Excellent! I would definately like to hear more from David Anderson.
Very good video. I am interested to hear his comments about other Agile methodologies such as Scrum or XP. I could relate to what he is saying to some of the common principles of these other methodologies.
How different or better what he is doing or practicing at MS from XP or Scrum?
Good video!
Here are a couple of articles that relate to some Agile practices that we found to be very useful:
Automated Continuous Integration and the Ambient Orbâ„¢
Code Review and Complexity
Also, how does this high-level manufacturing approach to software development translate into dynamaticity in design iterations? You touched briefly on how Corona will assist in dynamically translating the QA/Development project management path, but I'd like to see how:
A) We can rapidly identify through QA and customer feedback areas we can add value to a product (software) using a TeamSystem approach.. maybe things that are at the opposite end of the bottleneck spectrum?
B) Identify the scope of our development more readily. I may be developing the best virtual mapping siftware, but if I only have the U.S. mapped for the first few years, what's the point?... (Read This MapPoint Team
C) How can we integrate managerial tactics quickly with the Team System approach. For example, I might want to hype my developers with a video peek at Monad so they will start thinking about ways to do things with my software product better at a shell level or an IIS7 video so they can grasp integration of managed code at a modular level... How can these be employed quickly (and dynamically) using MSF and Corona as a true slab of concrete..
D) What happens when we clear the walls of a dev team member? Is there a way to recycle that paper?
Scobs.. Great video.. lets press David some more
My general view of Scrum is that it is very positive. It is very easy to adopt. It has a low barrier to entry and it will give you instant improvement if you're in a chaotic situation.
However, I think Scrum does have it's limitations and it is also becoming a brand name and hyped beyond reality. It's more important to understand why elements of Scrum work.
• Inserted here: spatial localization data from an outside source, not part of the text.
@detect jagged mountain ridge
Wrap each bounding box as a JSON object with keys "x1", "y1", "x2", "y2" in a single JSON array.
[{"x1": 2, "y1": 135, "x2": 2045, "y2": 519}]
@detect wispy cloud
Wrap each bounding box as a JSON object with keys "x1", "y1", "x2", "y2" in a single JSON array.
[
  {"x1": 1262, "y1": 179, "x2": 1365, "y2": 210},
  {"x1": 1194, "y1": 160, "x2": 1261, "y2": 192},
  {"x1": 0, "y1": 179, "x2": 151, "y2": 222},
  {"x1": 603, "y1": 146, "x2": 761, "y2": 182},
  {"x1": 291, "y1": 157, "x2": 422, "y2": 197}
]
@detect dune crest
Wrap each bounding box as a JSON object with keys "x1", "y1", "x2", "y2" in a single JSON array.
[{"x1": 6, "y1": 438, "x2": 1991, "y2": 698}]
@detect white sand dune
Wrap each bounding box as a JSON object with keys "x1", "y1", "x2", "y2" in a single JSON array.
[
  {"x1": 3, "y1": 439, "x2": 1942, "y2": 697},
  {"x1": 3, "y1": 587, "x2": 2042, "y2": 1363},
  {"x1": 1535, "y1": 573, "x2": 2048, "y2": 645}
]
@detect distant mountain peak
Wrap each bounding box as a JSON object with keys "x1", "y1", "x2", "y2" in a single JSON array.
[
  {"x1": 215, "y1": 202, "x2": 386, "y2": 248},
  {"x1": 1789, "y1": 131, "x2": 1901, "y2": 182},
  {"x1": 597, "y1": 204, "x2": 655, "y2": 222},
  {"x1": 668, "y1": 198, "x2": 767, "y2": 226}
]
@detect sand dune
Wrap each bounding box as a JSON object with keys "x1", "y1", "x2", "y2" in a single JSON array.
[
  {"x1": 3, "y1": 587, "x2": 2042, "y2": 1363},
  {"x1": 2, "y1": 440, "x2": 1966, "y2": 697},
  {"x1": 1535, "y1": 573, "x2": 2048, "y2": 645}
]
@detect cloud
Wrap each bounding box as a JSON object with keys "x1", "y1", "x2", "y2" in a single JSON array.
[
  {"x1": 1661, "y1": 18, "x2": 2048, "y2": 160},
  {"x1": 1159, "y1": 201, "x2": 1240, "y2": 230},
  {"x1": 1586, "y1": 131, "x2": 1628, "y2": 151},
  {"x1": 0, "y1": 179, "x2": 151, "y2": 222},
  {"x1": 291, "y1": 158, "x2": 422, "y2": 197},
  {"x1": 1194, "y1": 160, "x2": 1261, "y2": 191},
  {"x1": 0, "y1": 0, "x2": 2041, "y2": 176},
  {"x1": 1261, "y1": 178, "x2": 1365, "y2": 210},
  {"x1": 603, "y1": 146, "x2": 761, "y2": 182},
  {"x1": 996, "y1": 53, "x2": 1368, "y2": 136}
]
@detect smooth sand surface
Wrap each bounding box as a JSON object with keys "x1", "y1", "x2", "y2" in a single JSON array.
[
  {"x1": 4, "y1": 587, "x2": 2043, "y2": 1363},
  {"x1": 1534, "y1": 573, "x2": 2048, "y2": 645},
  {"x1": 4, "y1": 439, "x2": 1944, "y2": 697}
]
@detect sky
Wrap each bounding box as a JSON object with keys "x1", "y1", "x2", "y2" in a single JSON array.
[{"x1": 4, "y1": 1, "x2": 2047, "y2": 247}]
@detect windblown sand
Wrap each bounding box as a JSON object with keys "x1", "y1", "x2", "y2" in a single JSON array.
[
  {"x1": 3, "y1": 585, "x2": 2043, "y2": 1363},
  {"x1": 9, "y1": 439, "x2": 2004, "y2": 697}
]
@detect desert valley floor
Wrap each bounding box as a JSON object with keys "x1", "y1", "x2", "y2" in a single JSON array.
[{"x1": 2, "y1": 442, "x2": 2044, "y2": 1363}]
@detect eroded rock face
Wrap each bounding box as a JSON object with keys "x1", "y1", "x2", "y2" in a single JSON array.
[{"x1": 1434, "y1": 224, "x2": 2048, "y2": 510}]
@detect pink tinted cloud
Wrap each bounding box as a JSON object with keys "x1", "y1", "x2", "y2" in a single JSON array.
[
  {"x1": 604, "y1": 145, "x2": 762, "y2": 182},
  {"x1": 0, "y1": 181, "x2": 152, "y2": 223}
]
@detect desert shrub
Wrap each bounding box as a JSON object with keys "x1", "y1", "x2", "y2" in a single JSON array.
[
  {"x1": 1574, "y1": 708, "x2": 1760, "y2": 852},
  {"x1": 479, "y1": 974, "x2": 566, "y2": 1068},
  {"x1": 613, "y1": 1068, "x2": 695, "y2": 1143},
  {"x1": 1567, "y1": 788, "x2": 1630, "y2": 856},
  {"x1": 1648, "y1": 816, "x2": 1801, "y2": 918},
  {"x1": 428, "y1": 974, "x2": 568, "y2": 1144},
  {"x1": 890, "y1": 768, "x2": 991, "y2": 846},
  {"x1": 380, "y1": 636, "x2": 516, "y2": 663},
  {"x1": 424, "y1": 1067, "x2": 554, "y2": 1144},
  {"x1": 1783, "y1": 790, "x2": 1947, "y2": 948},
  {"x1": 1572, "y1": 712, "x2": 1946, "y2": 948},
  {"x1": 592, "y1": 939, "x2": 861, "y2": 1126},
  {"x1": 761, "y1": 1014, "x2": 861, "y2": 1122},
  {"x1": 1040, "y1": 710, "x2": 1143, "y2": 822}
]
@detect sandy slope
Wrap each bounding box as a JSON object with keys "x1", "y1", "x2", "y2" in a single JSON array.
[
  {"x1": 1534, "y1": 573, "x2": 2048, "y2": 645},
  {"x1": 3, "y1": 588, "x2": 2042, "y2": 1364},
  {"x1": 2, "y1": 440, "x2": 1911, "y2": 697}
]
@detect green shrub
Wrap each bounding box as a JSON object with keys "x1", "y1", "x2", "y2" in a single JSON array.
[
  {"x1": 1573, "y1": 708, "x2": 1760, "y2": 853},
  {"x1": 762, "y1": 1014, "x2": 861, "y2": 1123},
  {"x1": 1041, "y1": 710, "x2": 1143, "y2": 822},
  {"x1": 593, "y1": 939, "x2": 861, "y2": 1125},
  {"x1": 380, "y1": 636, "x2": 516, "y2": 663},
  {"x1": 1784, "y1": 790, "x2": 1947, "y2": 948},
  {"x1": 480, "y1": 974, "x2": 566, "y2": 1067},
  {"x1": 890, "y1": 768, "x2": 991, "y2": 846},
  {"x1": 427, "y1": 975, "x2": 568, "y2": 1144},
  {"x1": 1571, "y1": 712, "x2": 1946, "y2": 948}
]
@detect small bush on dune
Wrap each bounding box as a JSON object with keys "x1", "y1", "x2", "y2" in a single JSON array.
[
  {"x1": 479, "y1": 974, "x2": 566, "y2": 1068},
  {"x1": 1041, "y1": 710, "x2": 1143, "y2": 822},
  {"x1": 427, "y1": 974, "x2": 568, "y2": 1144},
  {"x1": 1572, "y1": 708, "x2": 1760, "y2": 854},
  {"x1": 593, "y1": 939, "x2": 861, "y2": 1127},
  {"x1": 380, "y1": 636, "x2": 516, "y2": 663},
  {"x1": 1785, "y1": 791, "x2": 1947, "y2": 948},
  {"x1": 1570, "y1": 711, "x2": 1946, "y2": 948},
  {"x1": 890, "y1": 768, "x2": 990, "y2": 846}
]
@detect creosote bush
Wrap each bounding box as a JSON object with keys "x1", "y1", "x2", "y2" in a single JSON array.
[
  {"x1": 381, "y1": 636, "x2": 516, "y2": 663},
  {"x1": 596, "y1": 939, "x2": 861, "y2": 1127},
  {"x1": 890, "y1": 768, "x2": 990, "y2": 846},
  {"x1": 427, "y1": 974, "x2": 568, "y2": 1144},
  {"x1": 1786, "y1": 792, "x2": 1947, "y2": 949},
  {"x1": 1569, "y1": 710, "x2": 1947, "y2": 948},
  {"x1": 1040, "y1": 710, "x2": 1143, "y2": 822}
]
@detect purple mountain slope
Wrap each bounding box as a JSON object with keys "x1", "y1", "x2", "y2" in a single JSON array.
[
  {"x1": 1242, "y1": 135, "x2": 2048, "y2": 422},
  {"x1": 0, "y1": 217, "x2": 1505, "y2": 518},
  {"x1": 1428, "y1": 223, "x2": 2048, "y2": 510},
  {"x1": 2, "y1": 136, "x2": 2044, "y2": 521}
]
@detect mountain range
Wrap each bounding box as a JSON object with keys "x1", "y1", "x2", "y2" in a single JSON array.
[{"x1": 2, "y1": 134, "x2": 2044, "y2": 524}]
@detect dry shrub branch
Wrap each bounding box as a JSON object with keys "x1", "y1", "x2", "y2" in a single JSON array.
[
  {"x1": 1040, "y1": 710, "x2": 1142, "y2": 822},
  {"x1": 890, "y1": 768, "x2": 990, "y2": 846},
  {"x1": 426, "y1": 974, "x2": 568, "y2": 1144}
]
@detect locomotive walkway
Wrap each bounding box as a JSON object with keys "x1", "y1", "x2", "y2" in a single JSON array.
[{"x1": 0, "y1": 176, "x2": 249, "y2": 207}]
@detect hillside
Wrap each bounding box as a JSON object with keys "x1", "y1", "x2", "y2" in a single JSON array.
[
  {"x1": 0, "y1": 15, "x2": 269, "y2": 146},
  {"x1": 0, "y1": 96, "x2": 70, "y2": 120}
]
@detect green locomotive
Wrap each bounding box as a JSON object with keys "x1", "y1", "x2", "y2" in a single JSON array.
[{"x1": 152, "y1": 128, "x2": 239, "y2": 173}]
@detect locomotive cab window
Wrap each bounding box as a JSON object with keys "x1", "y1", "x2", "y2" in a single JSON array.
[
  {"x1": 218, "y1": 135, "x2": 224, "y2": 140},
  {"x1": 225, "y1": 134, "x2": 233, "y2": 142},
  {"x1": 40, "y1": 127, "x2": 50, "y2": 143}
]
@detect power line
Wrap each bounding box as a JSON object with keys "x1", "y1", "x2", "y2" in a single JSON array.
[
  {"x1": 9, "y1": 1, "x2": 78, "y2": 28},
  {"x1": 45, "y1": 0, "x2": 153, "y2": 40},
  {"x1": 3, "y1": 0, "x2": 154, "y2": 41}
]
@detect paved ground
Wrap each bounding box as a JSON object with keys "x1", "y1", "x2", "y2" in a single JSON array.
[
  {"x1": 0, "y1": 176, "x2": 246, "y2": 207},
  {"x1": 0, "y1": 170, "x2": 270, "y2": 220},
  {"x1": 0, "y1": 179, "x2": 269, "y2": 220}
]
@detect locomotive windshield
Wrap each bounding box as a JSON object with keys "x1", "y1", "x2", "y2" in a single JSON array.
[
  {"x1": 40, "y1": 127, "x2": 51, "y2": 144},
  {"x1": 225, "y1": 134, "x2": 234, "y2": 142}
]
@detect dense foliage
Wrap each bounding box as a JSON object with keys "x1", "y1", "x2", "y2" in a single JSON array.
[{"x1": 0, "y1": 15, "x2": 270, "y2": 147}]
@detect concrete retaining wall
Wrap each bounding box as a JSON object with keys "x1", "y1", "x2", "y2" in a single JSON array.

I strongly encourage daily scrum meetings and short iterations of 4 to 8 weeks. I like the idea of a single product backlog. I like the issue tracking and general project management aspects of scrum. However, it isn't the answer to everything.
FDD (Feature Driven Development) is very different from Scrum. FDD is a software engineering method rather than a project management method. FDD actually says stuff about how you analyze, design and code. Scrum doesn't!
We have taken aspects of Scrum and XP that make good generic sense - unit testing, time-boxed iterations, daily meetings, single product backlog, and incorporated them in to our methods. We've then added conformance to process metrics and feedback and learning mechanism based on the use of cumulative flow diagrams and velocity graphs.
Also MSF is full life cycle and covers the full range of IT development activities. It isn't just for programmers or for the development stage of a project.
We are also trying to build user experience and usability engineering into it from the ground up. We see good user experience as critical to delivering value. It isn't an afterthought.
I went off and read 'The Goal', then 'It's not Luck' and 'Critical Chain'. They put me on the right path to start tackling David's book.
Now I'm hooked.
I work in a very small company (5 devs) so I think I can get the chance to experiment with these techniques soon.
Loved the ROI equation: ROI = (Unknown - Pretty hard to guess)/Didn't bother to measure.